Foreign policy experts say Washington needs India to counter China's growing dominance in Asia and to ensure the United States cements some type of influence in that part of the world.
That task is all the more important now that Trump has withdrawn from the Trans-Pacific Partnership
That free trade bloc, which had the United States at its center and which excluded China, would have further buttressed U.S. leadership in Asia. 
With the TPP off the table, however, China immediately has begun to step in to fill the void.
"U.S. strategic thinkers see the rise of India as a natural balancer to China as beneficial to the U.S.," said Sasha Riser-Kositsky, Asia analyst at consulting firm Eurasia Group. 
"Over roughly the last 10 years, U.S. policy has broadly followed this logic, helping strengthen ties with India and offering unprecedented cooperation in terms of civilian nuclear power and co-development and co-production of defense technologies while asking relatively little in exchange."

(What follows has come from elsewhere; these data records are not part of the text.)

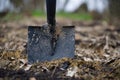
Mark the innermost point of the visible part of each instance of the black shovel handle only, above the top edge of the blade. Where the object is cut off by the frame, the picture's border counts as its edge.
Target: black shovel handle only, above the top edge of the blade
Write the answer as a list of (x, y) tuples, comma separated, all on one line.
[(51, 12)]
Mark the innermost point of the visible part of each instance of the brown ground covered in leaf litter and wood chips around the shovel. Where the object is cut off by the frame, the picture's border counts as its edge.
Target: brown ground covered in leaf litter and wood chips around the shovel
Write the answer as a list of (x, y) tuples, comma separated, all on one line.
[(97, 53)]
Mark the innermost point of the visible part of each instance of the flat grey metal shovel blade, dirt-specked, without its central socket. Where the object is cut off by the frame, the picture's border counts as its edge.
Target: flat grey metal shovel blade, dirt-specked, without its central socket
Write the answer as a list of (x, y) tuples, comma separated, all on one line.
[(39, 46)]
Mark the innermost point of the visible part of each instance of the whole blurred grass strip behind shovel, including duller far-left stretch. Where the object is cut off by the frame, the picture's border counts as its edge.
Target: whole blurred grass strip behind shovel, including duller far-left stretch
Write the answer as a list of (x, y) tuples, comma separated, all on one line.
[(37, 13)]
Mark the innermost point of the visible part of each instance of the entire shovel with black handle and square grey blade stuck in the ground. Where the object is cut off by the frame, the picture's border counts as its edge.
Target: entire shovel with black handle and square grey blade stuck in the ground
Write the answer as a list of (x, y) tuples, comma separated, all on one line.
[(43, 42)]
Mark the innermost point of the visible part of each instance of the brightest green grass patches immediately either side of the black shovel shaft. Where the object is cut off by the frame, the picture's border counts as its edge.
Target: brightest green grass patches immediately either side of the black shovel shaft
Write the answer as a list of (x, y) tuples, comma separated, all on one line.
[(73, 16)]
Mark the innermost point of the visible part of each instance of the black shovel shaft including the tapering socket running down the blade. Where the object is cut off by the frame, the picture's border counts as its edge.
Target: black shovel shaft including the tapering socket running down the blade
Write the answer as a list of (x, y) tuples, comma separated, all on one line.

'Security in the region of South and Central Asia'

Trump's hostile rhetoric toward Muslims plays well with members of India's Hindu majority.
India has a large Muslim minority, and the country has suffered many terror attacks within its borders that New Delhi claims are supported by Muslim-majority Pakistan. 
Modi's political party, called the Bharatiya Janata Party, has its roots in Hindu nationalism.
The White House also said on Tuesday that the two leaders of the largest democracies in the world discussed "security in the region of South and Central Asia."
India rarely gets involved in conflicts that do not directly involve the country, especially given India's perpetual border disputes with Pakistan
At the same time, however, during Modi's visit to Washington, which is expected sometime the year, the Indian leader will likely want Trump to take a more aggressive position toward Pakistan and support New Delhi's counterterrorism efforts.
Trump's rhetoric toward India — and Modi himself — has been consistently positive. 
Analysts say the U.S. president could be setting the table for a stronger relationship between Washington and New Delhi in the coming years and could ultimately elevate India's global profile, which has been a key objective for Modi. 
For years India has been living in the shadow of China as the second-best emerging market for investors.
Trump's and Modi's phone conversation on Tuesday came one week ahead of the release of India's annual budget, in which New Delhi is expected to announce further fiscal spending.
Despite economic headwinds and uncertainty around Trump's foreign policy, DoubleLine Capital's Jeffrey Gundlach told Barron's over the weekend that India is an attractive destination for investors. Bombay's Sensex stock index is trading about 6 percent below its all-time closing high.

A possible area of conflict?

One point of contention between Trump and Modi could be immigration. 
India is home to many companies that host technology work for U.S.-based companies — meaning that they employ Indians to do work previously done by American workers.
Companies in India are able to provide highly skilled workers at a discount to what Americans get paid. 
Trump arguably has been more outspoken about protecting U.S. jobs than any other president in decades.
"They also have a major item that needs to be resolved around IT outsourcing," said M.R. Rangaswami, a software executive and founder of Indiaspora, a U.S.-based community for people of Indian descent.
"The president has stated that jobs be kept in the U.S., while India is the place most Fortune 500 companies have direct IT operations or outsourcing partners. Most H-1B visas" — supposedly temporary passes that give skilled foreign nationals the right to work in the United States — "are used for supplementing the U.S. IT workforce by bringing professionals from India," Rangaswami said.
"This could become a messy issue that could cause tension."